Our friend Nick loves music and wanted to bring that passion into the design of his new home. You can use the same idea to create a custom wall mural: pick an image you love and use the projection technique he used to transfer and paint it onto a wall.

Below are clear, step-by-step instructions along with the tools and materials you’ll need to paint your own mural. The approach is flexible: you can follow every step for the neatest result, or simplify some parts if you prefer a more freehand style.
Tools & Materials
- Tape measure
- Computer
- Image-editing software (Photoshop or similar)
- Projector
- Pencil
- Ruler or straightedge
- Paint (colors of your choice)
- Painters tape
- Drop cloth
- Paint brushes — small artist brushes up to a 2″ brush (or larger, depending on your image)
- Paint cup or palette
Step-by-Step Instructions
- Find an image you want to use. You can choose artwork, a photograph, or design elements that match your space and taste.
- Measure the rectangular area of the wall where you want the mural to appear. Note the width and height so you can scale the artwork correctly.
- If you plan to use digital editing: open your image-editing software and create a new file sized to match the measured wall rectangle. This helps you visualize scale and composition before you project.
- Place your chosen image into that canvas and enlarge it to the size you want the mural to be. Position and crop as needed so the important parts fall where you want them on the wall.
- If you want to customize the artwork, make edits now. In Nick’s mural, for example, he added musical notes meaningful to him rather than keeping the original notation in the image.

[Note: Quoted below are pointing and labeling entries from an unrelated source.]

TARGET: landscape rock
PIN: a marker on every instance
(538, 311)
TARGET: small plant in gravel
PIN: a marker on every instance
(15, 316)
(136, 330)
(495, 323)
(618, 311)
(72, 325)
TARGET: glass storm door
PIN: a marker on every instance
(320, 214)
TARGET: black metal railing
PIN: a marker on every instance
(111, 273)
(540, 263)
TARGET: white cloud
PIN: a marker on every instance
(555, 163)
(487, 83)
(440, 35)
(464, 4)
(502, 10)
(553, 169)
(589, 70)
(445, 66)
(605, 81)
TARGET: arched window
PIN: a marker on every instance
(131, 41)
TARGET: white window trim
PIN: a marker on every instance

- Set up your projector and move it back until the projected image is as large as possible in the space you’ll be working. You’ll be projecting the artwork in sections, so check that the projector can slide left or right without changing image size. Open a full-screen test image on your computer to ensure the projection fills the display edges; some image viewers add margins that reduce usable projection area. Measure the dimensions of the projected image so you know the area covered by each projection.
- In your editing software, add guides or markers to divide the full artwork into sections the size of your projector’s maximum projection area. Allow at least an inch of overlap between adjacent sections so you can align them precisely on the wall.
- Export each marked section as its own image file. You should end up with multiple files that, when projected in sequence, reconstruct the full mural.

- Open the first section file on your computer and project it onto the wall where you want the mural to begin. Make sure the projected image is level; adjust the projector or use a level to confirm alignment.
- Trace the projected image onto the wall with a pencil. Use a ruler or straightedge for straight elements to keep lines clean and accurate.
- Open the next section file and move the projector so the new projection lines up with the overlap area of the previous tracing. Trace this section, and continue projecting and tracing each section until the entire mural is transferred to the wall.
- Apply painters tape along edges where you want perfectly clean, straight lines. Some curved or intricate areas can’t be taped; leave those for careful brushwork.
- Paint the mural. For areas that weren’t taped, start with a very small brush to paint crisp edges, then switch to larger brushes for filling in broader areas. Work from background to foreground or from light to dark colors depending on your image and paint opacity. Use a drop cloth to protect floors and furniture.

With patience and careful alignment, projecting the design in sections makes it surprisingly straightforward to reproduce detailed artwork on a large wall. Thanks to Nick for the inspiration—his finished mural brings personality and musical energy to the space and shows how a thoughtful approach turns a simple wall into a standout feature.